Et quiznak, ce sourire. Il l'emplissait d'une douce chaleur, étourdissante et vertigineuse. La semaine passée avait été une véritable aventure de bien des façons, depuis leur conversation gênée le soir de sa discussion avec Val (durant laquelle ils avaient eu du mal à trouver leur langue et avaient fini par s'embrasser une nouvelle fois sans vraiment se dire grand-chose) au message enregistré qui l'attendait le lendemain matin. (Je tiens à toi, avait dit Keith. Vraiment beaucoup. Je ne veux pas tout gâcher.)

Ils avaient vite retrouvé leur capacité à se regarder sans jeter toute pensée par la fenêtre (ne serait-ce parce que Thace les poussait sans cesse à se concentrer sur l'affaire en cours) et, jour après jour, ils avaient fini par trouver leurs marques… quelles qu'elles soient.

Il y avait toujours des moments où Lance était frappé par le fait, encore une fois, que c'était vraiment en train d'arriver. Il avait vraiment embrassé Keith, Keith l'avait embrassé, et ils se retrouvaient là, à flâner dans une station spatiale ennemie, main dans la main.

Pour un premier rendez-vous, ça battait tous les records en termes d'originalité.

— Je ne suis pas stressé, dit Keith à voix basse.

Le service de navettes qu'ils étaient venus inspecter les attendait droit devant, la file d'attente faisant tout le tour du bâtiment. Des familles se pressaient les unes contre les autres, de petits sacs serrés dans leurs bras. Des voyageurs solitaires en vêtements élimés, couteaux tirés, pistolets laser à la taille, œillaient nerveusement la foule qui les entourait.

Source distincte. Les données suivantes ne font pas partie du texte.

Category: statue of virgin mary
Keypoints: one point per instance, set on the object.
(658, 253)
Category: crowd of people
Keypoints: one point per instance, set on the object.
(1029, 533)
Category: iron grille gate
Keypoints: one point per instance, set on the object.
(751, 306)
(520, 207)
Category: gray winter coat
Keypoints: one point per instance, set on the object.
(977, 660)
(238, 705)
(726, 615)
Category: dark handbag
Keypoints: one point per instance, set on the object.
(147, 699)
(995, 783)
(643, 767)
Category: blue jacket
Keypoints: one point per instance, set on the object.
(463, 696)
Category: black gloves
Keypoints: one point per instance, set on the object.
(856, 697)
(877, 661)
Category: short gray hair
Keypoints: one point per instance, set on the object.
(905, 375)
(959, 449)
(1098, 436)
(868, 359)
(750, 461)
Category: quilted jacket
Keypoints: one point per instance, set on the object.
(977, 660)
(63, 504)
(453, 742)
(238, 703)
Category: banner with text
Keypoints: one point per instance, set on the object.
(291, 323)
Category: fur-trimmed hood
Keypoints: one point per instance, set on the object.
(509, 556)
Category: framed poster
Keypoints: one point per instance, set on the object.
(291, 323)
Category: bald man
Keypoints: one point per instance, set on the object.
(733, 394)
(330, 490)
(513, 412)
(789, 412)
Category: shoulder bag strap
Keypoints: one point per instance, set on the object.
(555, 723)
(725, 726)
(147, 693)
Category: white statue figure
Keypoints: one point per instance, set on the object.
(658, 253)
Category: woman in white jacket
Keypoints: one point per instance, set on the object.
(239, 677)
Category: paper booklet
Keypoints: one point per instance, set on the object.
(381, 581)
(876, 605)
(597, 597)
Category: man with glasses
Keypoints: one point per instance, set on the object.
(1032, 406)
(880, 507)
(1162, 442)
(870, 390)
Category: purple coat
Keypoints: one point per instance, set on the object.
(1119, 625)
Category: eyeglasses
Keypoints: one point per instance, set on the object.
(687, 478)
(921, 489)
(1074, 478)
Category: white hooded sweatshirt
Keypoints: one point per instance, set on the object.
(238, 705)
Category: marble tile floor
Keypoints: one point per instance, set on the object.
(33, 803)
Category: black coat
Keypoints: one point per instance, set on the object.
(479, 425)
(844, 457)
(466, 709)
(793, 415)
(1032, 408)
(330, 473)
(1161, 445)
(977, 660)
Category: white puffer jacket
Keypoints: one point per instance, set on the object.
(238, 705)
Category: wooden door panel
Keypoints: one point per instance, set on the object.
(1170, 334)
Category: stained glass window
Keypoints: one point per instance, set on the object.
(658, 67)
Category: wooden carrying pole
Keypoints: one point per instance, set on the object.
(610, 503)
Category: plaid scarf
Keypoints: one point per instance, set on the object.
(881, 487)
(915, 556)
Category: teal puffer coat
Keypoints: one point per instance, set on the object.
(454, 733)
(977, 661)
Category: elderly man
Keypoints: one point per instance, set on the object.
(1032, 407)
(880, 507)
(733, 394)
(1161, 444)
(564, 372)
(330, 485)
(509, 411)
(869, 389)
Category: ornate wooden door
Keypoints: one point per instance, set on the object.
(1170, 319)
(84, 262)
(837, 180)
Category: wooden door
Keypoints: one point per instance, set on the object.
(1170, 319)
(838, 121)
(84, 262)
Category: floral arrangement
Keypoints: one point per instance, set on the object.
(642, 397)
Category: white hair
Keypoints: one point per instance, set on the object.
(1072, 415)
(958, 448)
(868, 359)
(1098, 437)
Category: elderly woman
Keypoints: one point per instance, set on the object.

— Mais je… Je n'aime pas être de retour ici.

Le cœur de Lance se serra. Il ne fit pas remarquer que Keith n'avait jamais vécu sur la planète mère, alors il ne pouvait pas vraiment être « de retour ». Il comprenait ce qu'il voulait dire.

— Mais tu es là quand même.

— Ouais.

Keith plissa les lèvres, regardant la queue un moment avant de guider Lance par la main vers l'arrière du bâtiment.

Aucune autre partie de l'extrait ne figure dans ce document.